Tropical cyclone behavior
Photo by Tammy Beeson June 27, 2017
UD professors collaborate with University of Nigeria-Nsukka to understand tropical cyclone behavior in Lesser Antilles
University of Delaware professors David R. Legates and Anthony Seraphin are working with Ernest Ugwu, a visiting scientist from University of Nigeria-Nsukka (UNN), to understand why tropical cyclones that approach the Lesser Antilles have a statistically lower number of landfalls than expected.
The Lesser Antilles are a chain of islands in the Caribbean Sea. Along with the Greater Antilles and the Lucayan Archipelago, they comprise the West Indies.
The researchers are studying archival records from storms that occurred between 1950 and 2016 to tease out whether there is a connection between this unique storm behavior and the bathymetry of the sea floor around the islands. The team is considering statistics on storm intensity, landfall, the storm’s path and whether it reached hurricane status, in hopes of providing data to support information for advanced warning systems and planning in the region.
“We’d like to figure out how these cyclones steer, whether that is driven by following the warm water to gain energy or whether it is tied to the bathymetric depth of the sea floor and ocean currents,” said Legates, a climatologist in the Department of Geography, which is housed in the College of Earth, Ocean, and Environment.
Subterranean mountains keep storms out to sea
Preliminary data supports that the Lesser Antilles islands provide a barrier around which tropical depressions and storms migrate. One theory is that this is due to the extensive subterranean mountain ranges that give rise to most Caribbean islands. Dominica, for example, has elevations that are almost a mile high. It’s tallest peak, Morne Diablotin, is 4,747 feet high, just 500 feet less than Denver, Colorado.
If they attain hurricane force before reaching the Lesser Antilles, storms seem unaffected by gaps between the islands. Smaller storms that are still developing, meanwhile, typically maneuver away from land that can slow them down.
A close examination of the path of Tropical Storm Iris, the storm that affected the Caribbean island of Dominica in 1995, illustrates this short-term erratic behavior, Legates said. The storm turned south toward Saint Lucia, then went due north and passed westward between Martinique and Dominica before turning due north again. The researchers suspect this was due to the ocean currents and turbulence the tropical cyclones created.
“Storms gain force and speed from warm water, typically over the open ocean. In shallow waters, winds stir up the warm water and the energy associated is expended quickly. In deeper water, however, this stirring generates more warm water from the bottom, which continues to fuel the storm,” Legates explained.
Storms that occur in the Caribbean Sea display different characteristics from Cape Verde storms that form off the African coast or in the Gulf of Mexico and tend to track northeast toward the United States.

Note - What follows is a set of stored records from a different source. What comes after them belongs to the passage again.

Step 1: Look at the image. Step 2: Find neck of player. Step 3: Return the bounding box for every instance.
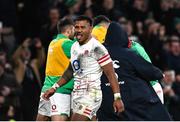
[79,35,92,45]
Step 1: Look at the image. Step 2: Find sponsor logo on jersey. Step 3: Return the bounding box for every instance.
[113,60,120,69]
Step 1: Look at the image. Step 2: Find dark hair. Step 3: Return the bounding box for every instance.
[57,17,74,33]
[93,15,110,26]
[168,36,180,48]
[74,15,93,26]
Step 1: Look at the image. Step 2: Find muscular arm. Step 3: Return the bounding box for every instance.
[94,43,120,93]
[102,62,124,112]
[102,62,120,93]
[43,63,74,100]
[56,63,74,87]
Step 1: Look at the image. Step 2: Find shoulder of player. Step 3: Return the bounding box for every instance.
[90,37,102,46]
[131,41,142,47]
[61,38,74,45]
[71,41,79,48]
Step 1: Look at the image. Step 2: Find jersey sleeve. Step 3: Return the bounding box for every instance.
[62,39,74,59]
[94,44,112,67]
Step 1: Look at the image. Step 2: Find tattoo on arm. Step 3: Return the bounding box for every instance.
[62,63,74,82]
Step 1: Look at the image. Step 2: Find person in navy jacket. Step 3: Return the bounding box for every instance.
[97,22,172,121]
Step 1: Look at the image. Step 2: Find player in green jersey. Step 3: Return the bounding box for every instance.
[36,17,75,121]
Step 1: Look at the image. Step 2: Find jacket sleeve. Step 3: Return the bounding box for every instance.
[129,51,163,81]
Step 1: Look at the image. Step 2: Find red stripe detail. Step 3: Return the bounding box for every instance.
[85,108,92,112]
[98,56,110,64]
[98,54,109,61]
[83,111,91,115]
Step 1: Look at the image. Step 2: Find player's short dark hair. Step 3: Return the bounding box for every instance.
[57,17,74,33]
[93,15,110,26]
[74,15,93,26]
[169,36,180,45]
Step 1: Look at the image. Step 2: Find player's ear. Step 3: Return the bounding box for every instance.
[89,26,93,32]
[67,27,71,35]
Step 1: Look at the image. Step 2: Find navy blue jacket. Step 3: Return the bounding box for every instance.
[97,22,172,121]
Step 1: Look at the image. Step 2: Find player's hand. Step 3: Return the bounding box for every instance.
[42,88,56,101]
[113,99,125,113]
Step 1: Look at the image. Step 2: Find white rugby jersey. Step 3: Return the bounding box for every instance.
[70,37,112,92]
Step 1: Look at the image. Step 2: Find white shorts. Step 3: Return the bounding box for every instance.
[152,82,164,104]
[72,88,102,119]
[38,93,71,117]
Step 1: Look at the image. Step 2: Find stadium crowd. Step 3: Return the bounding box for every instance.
[0,0,180,120]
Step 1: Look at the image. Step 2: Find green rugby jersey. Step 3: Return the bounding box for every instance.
[41,34,75,94]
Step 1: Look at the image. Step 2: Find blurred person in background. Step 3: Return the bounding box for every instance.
[157,0,180,35]
[162,39,170,52]
[100,0,122,21]
[0,0,18,56]
[162,70,180,120]
[83,6,94,18]
[65,0,83,20]
[117,16,128,31]
[118,16,142,44]
[173,17,180,37]
[166,36,180,76]
[39,7,60,54]
[54,0,80,19]
[36,17,75,121]
[0,24,16,58]
[12,38,45,120]
[129,0,149,23]
[0,51,21,120]
[119,19,140,42]
[154,0,175,34]
[142,21,167,69]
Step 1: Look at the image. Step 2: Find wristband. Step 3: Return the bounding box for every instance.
[114,93,121,100]
[52,83,59,90]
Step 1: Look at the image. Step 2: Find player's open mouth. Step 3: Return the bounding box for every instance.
[76,33,83,40]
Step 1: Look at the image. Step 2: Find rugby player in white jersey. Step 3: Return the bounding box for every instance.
[43,15,124,121]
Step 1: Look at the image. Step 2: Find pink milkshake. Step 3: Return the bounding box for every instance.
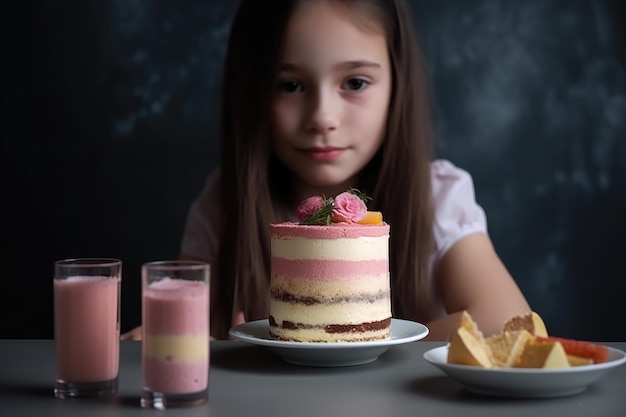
[53,258,121,398]
[141,261,209,409]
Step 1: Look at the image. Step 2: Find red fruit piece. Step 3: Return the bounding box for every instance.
[536,336,609,364]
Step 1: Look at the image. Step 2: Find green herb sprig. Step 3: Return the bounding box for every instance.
[301,197,334,225]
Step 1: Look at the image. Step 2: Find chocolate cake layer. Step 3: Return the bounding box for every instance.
[270,288,389,305]
[269,316,391,333]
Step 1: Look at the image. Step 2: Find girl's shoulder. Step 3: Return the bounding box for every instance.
[429,159,488,261]
[179,168,222,261]
[430,159,480,203]
[430,159,472,185]
[194,168,221,204]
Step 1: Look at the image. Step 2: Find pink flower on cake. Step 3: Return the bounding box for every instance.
[331,192,367,223]
[297,195,325,221]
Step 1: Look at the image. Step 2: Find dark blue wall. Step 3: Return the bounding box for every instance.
[2,0,625,340]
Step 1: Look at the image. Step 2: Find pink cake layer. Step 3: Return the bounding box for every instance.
[270,222,389,239]
[271,258,387,279]
[143,357,208,394]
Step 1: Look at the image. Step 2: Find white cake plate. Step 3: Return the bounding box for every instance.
[228,318,429,367]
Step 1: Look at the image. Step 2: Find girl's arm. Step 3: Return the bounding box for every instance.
[424,232,531,341]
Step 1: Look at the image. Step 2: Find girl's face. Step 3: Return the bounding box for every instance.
[271,0,392,201]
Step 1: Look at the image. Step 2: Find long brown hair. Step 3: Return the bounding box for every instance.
[214,0,434,339]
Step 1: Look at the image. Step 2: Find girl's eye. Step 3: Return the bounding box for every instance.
[277,80,303,93]
[343,78,368,91]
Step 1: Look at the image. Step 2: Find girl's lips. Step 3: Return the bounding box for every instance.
[302,147,345,162]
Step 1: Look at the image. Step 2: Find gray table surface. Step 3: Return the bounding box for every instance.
[0,340,624,416]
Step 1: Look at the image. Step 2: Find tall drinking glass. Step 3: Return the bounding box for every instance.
[54,258,121,398]
[141,260,210,409]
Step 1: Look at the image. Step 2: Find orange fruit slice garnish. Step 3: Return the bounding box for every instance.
[357,211,383,225]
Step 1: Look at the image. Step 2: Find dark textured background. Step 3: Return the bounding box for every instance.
[2,0,625,341]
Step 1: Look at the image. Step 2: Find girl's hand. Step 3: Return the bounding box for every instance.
[232,311,246,327]
[121,325,142,341]
[229,311,246,341]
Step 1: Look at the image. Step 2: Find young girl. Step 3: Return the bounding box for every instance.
[125,0,531,341]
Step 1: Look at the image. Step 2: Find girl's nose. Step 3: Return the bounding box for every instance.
[305,89,340,134]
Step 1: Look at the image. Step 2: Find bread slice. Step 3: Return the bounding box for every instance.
[515,339,571,368]
[502,311,548,337]
[447,311,495,368]
[486,330,535,367]
[567,355,593,366]
[448,310,602,369]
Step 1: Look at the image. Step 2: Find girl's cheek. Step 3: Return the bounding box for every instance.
[275,98,304,119]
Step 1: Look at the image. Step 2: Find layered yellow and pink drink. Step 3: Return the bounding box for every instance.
[142,278,209,395]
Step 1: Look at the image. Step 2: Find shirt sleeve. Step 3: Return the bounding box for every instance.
[431,159,488,264]
[180,169,222,263]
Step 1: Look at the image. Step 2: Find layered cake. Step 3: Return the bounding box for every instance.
[269,190,392,342]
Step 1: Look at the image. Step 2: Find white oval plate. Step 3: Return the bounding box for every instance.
[423,345,626,398]
[229,318,429,367]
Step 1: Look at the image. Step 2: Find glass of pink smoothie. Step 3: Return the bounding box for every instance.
[141,260,210,410]
[54,258,121,398]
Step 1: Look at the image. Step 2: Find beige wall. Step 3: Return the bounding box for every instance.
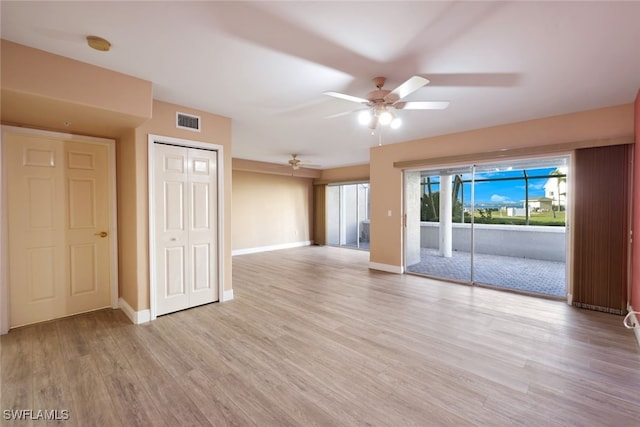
[0,40,152,137]
[232,170,313,251]
[369,104,635,269]
[317,163,370,184]
[1,41,232,313]
[127,100,232,310]
[115,129,139,307]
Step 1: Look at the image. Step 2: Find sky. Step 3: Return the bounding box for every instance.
[424,167,558,206]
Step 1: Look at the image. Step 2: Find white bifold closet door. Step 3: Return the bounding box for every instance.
[154,143,218,316]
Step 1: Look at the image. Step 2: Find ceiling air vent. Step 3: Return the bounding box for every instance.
[176,112,201,132]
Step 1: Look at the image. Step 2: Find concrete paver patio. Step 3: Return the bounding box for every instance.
[407,248,566,297]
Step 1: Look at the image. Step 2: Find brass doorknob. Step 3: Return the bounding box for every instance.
[95,231,108,238]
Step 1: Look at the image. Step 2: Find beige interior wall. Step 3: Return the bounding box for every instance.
[232,170,313,251]
[115,129,139,308]
[130,100,232,310]
[313,185,327,245]
[1,40,151,118]
[0,40,152,137]
[317,163,370,184]
[369,104,635,269]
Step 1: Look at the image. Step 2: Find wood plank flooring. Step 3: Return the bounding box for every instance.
[2,245,639,426]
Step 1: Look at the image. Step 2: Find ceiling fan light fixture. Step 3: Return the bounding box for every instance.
[358,110,372,126]
[378,109,394,126]
[390,117,402,129]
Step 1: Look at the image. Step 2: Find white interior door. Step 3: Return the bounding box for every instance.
[154,143,218,316]
[5,132,112,328]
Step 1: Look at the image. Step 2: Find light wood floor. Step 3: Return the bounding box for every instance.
[2,245,639,426]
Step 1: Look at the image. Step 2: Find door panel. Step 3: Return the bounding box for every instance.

Legates said the data indicates that sea surface temperature and the Atlantic multidecadal oscillation (AMO), a climate pattern associated with warmer Atlantic waters, dictate what happens over most of the North Atlantic basin but not near the tropics.
“We don’t see the normal precursors that lead to basin activity affecting what’s going on, but there is some indication that solar radiation and other astrophysical variables may play a role,” said Legates, who holds a dual appointment in applied economics and statistics.
As the work continues, the team will consider whether galactic cosmic rays, which scientists theorize may create more high clouds, can seed storms.
“The Earth is considered a magnet and its effect is felt in the atmosphere. Changes in the Earth-atmospheric boundary affect the development and movement of storms,” said Ugwu, a space physicist and geomagnetism expert with UNN’s Department of Physics and Astronomy.
Ultimately, Seraphin hopes the team’s data can inform infrastructure development, policy, and emergency planning and evacuation in this vulnerable chain of islands. Growing up in Dominica, he witnessed the erosion, landslides and associated devastation that can result without the technology infrastructure to support advanced warning systems like those available in the U.S.
“My interest is knowing whether the powers that be have enough information to depend upon the forecasts that are issued, and that they are in a position to provide adequate evacuation in an emergency,” said Seraphin, an associate professor in UD’s Department of Mathematical Sciences with a secondary appointment in geography.
Legates agreed. “Today we have more forecasting ability and more lead time than at any other time in history, but people are increasingly less prepared. We need to change this,” he said.
Hurricane season runs June 1-Nov. 30.